Include protein chains
dna
bool
default:"True"
Include DNA chains
rna
bool
default:"True"
Include RNA chains
ligand
bool
default:"True"
Include ligand molecules
Example:
# Get only protein chains
protein_only = structure.filter_to_entity_type(
    protein=True,
    dna=False,
    rna=False,
    ligand=False
)

# Get protein and nucleic acids only
no_ligands = structure.filter_to_entity_type(ligand=False)

to_mmcif

def to_mmcif(*, coords_decimal_places: int = 3) -> str
Converts the structure to an mmCIF format string.
coords_decimal_places
int
default:"3"
Number of decimal places for atomic coordinates
Returns: String representation in mmCIF format Example:
# Write structure to mmCIF file
mmcif_string = structure.to_mmcif()
with open('output.cif', 'w') as f:
    f.write(mmcif_string)

# Higher precision coordinates
high_precision = structure.to_mmcif(coords_decimal_places=5)

to_mmcif_dict

def to_mmcif_dict(*, coords_decimal_places: int = 3) -> Mmcif
Returns an Mmcif (CifDict) object representing the structure. Returns: Mmcif dictionary object

iter_atoms

def iter_atoms() -> Iterator[Mapping[str, Any]]
Iterates over all atoms in the structure, yielding dictionaries with atom, residue, and chain information.
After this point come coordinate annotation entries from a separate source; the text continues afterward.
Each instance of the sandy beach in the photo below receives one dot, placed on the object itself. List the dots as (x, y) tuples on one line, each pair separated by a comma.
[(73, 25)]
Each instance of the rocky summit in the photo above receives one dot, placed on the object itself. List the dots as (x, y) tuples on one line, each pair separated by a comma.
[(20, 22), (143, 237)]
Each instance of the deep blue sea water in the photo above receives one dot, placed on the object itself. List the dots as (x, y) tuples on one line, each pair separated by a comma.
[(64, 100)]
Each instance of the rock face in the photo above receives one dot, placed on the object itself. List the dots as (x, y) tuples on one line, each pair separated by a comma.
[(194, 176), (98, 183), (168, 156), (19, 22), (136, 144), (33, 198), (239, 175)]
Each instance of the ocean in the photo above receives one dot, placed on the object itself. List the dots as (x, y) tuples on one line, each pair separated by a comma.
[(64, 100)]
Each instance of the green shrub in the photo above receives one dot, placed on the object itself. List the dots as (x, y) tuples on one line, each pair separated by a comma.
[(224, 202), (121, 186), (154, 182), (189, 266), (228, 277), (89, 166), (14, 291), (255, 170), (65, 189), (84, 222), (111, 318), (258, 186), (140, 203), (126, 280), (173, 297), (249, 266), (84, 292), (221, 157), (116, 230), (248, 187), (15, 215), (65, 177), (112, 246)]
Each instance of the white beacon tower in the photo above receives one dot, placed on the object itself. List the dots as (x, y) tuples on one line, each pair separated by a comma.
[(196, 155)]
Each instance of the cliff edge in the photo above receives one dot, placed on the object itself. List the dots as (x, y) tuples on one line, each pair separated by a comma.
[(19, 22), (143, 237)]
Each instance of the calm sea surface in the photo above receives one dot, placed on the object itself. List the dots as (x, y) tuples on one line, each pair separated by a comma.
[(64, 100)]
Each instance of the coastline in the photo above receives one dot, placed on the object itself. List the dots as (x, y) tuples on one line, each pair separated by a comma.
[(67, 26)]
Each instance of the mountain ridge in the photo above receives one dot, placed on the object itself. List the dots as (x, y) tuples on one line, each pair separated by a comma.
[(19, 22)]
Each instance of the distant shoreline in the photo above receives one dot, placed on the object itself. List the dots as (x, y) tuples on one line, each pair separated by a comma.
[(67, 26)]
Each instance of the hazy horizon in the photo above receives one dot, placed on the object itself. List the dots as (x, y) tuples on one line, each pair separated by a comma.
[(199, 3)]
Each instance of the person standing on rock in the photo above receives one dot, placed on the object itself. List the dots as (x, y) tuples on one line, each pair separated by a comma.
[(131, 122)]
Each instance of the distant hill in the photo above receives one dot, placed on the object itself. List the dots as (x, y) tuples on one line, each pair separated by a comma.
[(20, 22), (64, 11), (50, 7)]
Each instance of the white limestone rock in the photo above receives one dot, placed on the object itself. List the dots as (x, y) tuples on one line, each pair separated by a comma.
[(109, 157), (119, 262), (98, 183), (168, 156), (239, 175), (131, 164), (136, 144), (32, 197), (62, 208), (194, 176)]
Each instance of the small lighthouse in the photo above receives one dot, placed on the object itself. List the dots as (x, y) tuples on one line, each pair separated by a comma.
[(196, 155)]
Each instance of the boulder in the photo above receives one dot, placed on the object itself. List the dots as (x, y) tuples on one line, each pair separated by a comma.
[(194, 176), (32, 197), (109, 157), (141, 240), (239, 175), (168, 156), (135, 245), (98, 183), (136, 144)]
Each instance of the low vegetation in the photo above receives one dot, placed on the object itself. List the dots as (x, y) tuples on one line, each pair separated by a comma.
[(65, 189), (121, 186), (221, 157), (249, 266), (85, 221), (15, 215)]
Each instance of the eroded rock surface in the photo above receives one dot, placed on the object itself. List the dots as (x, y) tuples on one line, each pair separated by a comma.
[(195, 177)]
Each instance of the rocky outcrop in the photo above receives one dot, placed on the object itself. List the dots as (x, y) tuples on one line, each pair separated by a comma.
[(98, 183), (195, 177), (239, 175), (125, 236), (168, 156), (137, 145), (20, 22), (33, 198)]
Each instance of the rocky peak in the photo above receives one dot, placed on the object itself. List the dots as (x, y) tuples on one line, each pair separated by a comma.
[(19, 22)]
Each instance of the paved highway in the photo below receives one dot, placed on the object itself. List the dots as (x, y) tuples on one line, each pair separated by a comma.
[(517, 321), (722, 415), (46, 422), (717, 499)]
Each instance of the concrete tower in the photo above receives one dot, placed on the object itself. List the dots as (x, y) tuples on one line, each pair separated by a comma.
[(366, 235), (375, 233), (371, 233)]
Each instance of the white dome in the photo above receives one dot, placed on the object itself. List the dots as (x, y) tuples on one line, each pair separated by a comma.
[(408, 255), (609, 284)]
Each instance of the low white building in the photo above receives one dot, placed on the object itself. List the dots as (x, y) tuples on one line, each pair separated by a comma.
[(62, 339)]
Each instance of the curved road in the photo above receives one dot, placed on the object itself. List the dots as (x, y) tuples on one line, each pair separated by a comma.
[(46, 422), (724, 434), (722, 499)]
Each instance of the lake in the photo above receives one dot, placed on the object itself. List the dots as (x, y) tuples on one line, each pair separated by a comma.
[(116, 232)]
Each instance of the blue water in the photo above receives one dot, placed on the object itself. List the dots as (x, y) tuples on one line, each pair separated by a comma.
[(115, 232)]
Returns: Iterator of dictionaries with atom properties Example:
for atom in structure.iter_atoms():
    print(f"Chain {atom['chain_id']}, "
          f"Residue {atom['res_name']} {atom['res_id']}, "
          f"Atom {atom['atom_name']}: "
          f"({atom['atom_x']}, {atom['atom_y']}, {atom['atom_z']})")

iter_residues

def iter_residues(include_unresolved: bool = False) -> Iterator[Mapping[str, Any]]
Iterates over residues in the structure.
include_unresolved
bool
default:"False"
If True, includes residues with no resolved atoms
Returns: Iterator of dictionaries with residue and chain properties Example:
for residue in structure.iter_residues():
    print(f"Chain {residue['chain_id']}: "
          f"{residue['res_name']} {residue['res_id']}")

copy_and_update

def copy_and_update(**updates) -> Structure
Creates a copy of the structure with specified fields updated.
**updates
Keyword arguments for fields to update (e.g., name='new_name', atom_x=new_coords)
Returns: New Structure with updated fields Example:
# Update structure name
renamed = structure.copy_and_update(name='my_protein')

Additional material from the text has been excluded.